Extract from “Your Future in Your Hands” by John McRobert
Total tax reform : the easytax way to prosperity and job creation
Available from the Australian Parliament House Library
Date: 01/01/1998 – Collection: Library – ID: library/lcatalog/10142409
Before environmentalists become too carried away with the foolish notion of a carbon tax, the article ‘Waiting for the big volcano’ in the August 1997 edition of Geographical places this concept in reasonable perspective. Pinatubo in 1991 caused global cooling of up to 1 degrees Celsius. Eruptions 100 times more powerful than Mt. Pinatubo are possible to lower temperatures up to 15 degrees Celsius. When the big one goes up, our silos must be full, and our technology must be better than today to minimise the proverbial fallout. Another tax on technology is the last thing we need. While the proposed carbon tax collectors harass industry with puny emission sniff meters, they could pause to reflect on the march of mankind towards a better and safer world in spite of stupid albeit well meaning tax laws.
The first blast furnaces used as much as 8 tons of coal or coke to make one ton of pig iron. In 1828, a Scot (who else) developed a system which economised on fuel—5 tons per ton of iron. Today’s usage is closer to half a ton of coke to 1 ton of iron. All done without a carbon tax. When hay burners once used for transport were replaced by gas guzzlers, solid dropping pollutants were replaced by low density pollution in a gaseous form—and always the latest models emitted cleaner exhaust and gave more kilometres per litre. More new cars would be on the roads to replace obsolete versions if sales taxes and tariffs weren’t so high. The cars of tomorrow will be fuelled by hydrogen, and the ash of hydrogen is H2O. The exhaust will be water vapour, but that’s another greenhouse gas. Will they tax that too?

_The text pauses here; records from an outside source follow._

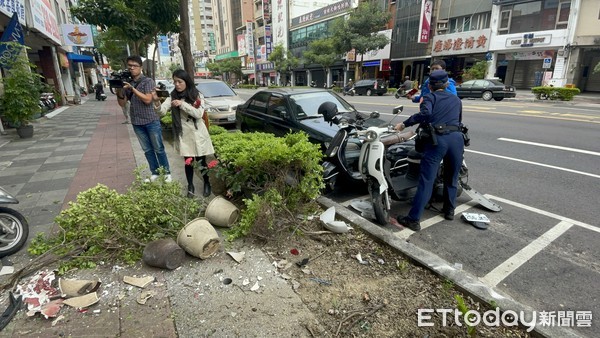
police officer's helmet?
[317,101,338,122]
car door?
[240,92,270,131]
[456,81,473,99]
[265,93,298,136]
[471,80,488,98]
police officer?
[395,70,464,231]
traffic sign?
[542,58,552,69]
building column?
[485,52,498,79]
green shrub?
[531,86,580,101]
[209,133,323,239]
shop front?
[490,29,567,89]
[431,29,496,82]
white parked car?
[196,79,245,126]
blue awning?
[67,53,96,63]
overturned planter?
[142,238,185,270]
[177,217,221,259]
[205,196,240,228]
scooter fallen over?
[0,187,29,257]
[323,101,502,225]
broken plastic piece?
[63,292,100,309]
[135,290,156,305]
[123,276,154,289]
[227,251,246,263]
[58,278,102,297]
[319,207,352,234]
[0,292,23,331]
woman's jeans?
[133,120,171,175]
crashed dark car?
[236,88,376,150]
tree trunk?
[179,0,196,77]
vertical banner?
[271,0,289,50]
[265,25,273,61]
[237,34,248,55]
[0,12,25,67]
[263,0,271,23]
[417,0,433,43]
[246,21,254,59]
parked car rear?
[196,79,244,126]
[456,79,517,101]
[354,79,387,96]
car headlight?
[365,130,377,142]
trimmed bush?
[531,86,580,101]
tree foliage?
[71,0,179,63]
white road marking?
[465,149,600,178]
[480,221,573,287]
[498,137,600,156]
[484,194,600,233]
[394,201,477,240]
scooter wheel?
[0,207,29,257]
[369,179,390,225]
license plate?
[462,212,490,223]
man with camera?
[116,55,172,182]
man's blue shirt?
[413,79,456,103]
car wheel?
[481,90,494,101]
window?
[556,0,571,29]
[498,9,512,34]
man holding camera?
[116,56,172,182]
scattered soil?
[262,220,530,337]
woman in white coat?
[154,69,215,197]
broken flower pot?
[177,217,221,259]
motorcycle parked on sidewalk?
[0,187,29,257]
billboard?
[417,0,433,43]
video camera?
[108,69,133,89]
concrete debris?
[227,251,246,263]
[123,276,154,289]
[320,207,352,234]
[64,292,100,309]
[135,290,156,305]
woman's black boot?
[204,176,211,197]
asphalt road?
[240,88,600,337]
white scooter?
[358,106,502,225]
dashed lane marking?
[498,137,600,156]
[480,221,573,287]
[465,149,600,178]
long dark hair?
[171,69,200,104]
[171,69,200,136]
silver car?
[196,79,245,126]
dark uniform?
[398,70,464,230]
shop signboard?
[417,0,433,43]
[0,0,25,20]
[31,0,62,45]
[431,29,491,56]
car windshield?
[196,82,235,98]
[290,91,355,119]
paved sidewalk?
[0,96,318,337]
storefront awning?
[67,53,95,63]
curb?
[317,196,583,338]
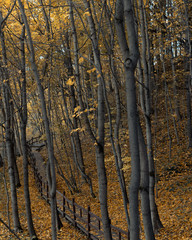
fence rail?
[30,153,130,240]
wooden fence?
[30,153,130,240]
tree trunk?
[18,0,57,240]
[0,11,22,231]
[20,26,37,240]
[115,0,140,240]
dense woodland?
[0,0,192,240]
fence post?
[87,206,91,239]
[72,198,77,227]
[63,191,65,217]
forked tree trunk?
[115,0,140,240]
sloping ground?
[0,159,86,240]
[0,123,192,240]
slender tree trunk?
[115,0,140,240]
[83,0,112,240]
[20,26,37,240]
[139,0,162,232]
[18,0,57,240]
[0,11,22,231]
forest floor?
[0,121,192,240]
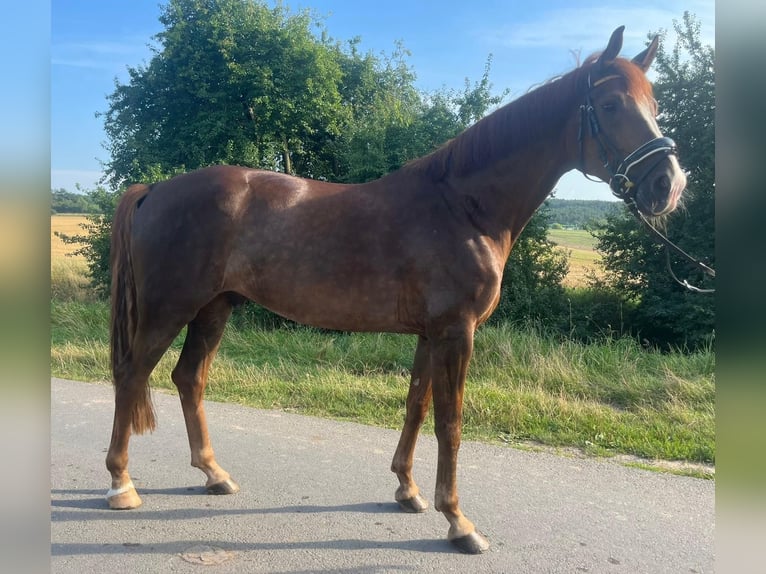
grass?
[51,216,715,476]
[51,301,715,472]
[548,229,601,287]
[51,213,87,263]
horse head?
[578,26,686,217]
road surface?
[50,379,715,574]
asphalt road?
[50,379,715,574]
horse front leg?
[172,296,239,494]
[391,337,431,512]
[431,328,489,554]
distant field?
[548,229,601,287]
[51,213,87,262]
[51,214,600,287]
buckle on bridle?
[609,137,677,201]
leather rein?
[577,74,715,293]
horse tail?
[109,184,156,434]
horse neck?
[411,69,584,249]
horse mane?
[405,54,652,181]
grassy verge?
[51,301,715,474]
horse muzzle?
[609,137,686,217]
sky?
[50,0,715,200]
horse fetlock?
[106,481,142,510]
[205,477,239,494]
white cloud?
[51,37,156,71]
[480,0,715,56]
[51,169,103,192]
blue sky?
[50,0,715,199]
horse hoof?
[106,484,142,510]
[450,530,489,554]
[205,478,239,494]
[396,494,428,513]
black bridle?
[577,74,715,293]
[577,74,677,201]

If those who really care about the environment applied their minds, they would realise that fewer taxes, not more, are the answer. A tax system based on ‘profit’, and which allows large write-offs on obsolete equipment, which taxes to its knees investment in high-technology low-polluting equipment, which limits the availability of venture capital with the stifling capital gains tax, is the source of much of the unsightly and unnecessary pollution in the world today. A non-punitive tax system could clean up our act in more ways than one.
When unleaded petrol was introduced, the writer observed a well intentioned fellow pour it into an old car designed for leaded petrol and roar off down the road pouring smoke from his exhaust, happy in the knowledge it was lead free. Carbon tax is the smoke screen of today, and its proponents indicate the same blinkered vision as the happy chappie with lead in his foot and his head in the clouds.